LONG BEACH, Calif., April 3 (UPI) -- Online streaming video is approaching Blu-ray DVDs in quality, but the DVD format's U.S. advocates say there are reasons its 1080p resolution won't be beaten.
"Blu-ray Disc's high bandwidth and capacity allows for a comparatively luxurious data transfer rate and file size, since we don't have to worry about irritating customers with excessively long download times or rapidly filling up their hard drives with multiple 3GB-plus files," said Andy Parsons, vice president of corporate communications for Pioneer Electronics and chair of the Blu-ray Disc Association's promotion committee in the United States.
Still, streaming competitors to Blu-ray are growing in number, homemediamagazine.com reported Tuesday.
Both the PlayStation Network and the Xbox 360 offer 1080p video, as does Walmart's Vudu streaming movie service, and Netflix, which began offering 1080p streaming in 2010, offers 1080p streaming on the new Apple TV and says it has plans for 1080p streaming on the new iPad.
However, Parsons said he was "skeptical" most American households could reliably sustain the roughly 4 Mbps to 5 Mbps transfer rate needed for highly compressed 1080p streams.

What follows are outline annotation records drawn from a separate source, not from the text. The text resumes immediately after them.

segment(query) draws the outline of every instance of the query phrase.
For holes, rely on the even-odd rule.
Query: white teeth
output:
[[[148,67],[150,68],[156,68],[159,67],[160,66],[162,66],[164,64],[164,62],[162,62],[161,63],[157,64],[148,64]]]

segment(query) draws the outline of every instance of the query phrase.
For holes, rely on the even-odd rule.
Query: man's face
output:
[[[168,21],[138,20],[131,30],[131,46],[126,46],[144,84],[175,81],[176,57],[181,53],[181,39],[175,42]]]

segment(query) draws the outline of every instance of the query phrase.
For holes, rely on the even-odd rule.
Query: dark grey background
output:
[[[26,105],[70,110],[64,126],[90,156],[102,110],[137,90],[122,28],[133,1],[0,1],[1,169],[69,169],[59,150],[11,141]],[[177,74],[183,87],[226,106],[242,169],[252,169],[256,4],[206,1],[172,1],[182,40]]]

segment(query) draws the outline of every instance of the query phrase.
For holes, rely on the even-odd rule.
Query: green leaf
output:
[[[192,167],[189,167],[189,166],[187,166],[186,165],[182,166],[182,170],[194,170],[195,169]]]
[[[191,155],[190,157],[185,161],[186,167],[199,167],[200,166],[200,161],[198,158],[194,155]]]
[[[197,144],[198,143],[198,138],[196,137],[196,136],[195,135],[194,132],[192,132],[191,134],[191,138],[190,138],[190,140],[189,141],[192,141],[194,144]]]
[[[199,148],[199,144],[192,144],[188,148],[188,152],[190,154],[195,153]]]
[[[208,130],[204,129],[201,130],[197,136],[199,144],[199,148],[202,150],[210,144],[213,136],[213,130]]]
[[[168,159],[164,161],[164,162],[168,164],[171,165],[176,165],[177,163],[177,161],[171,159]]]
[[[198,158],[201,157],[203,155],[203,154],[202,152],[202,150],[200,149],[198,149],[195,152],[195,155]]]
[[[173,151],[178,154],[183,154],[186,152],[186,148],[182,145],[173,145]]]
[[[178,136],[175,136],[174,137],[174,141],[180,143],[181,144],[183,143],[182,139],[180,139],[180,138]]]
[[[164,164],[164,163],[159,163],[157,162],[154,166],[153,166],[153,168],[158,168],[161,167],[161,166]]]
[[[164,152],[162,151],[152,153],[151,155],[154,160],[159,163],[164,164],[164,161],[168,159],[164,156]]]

"When we consider that Netflix alone can currently consume up to a third of the nation's Internet capacity during peak times, adding 1080p to the mix does not seem like a viable option long term," Parsons said. "Blu-ray Discs will never frustrate users with unexplained buffer under-run errors, do not rely on network service quality or availability, and contain the very best possible image and sound quality that a studio can deliver for a given title."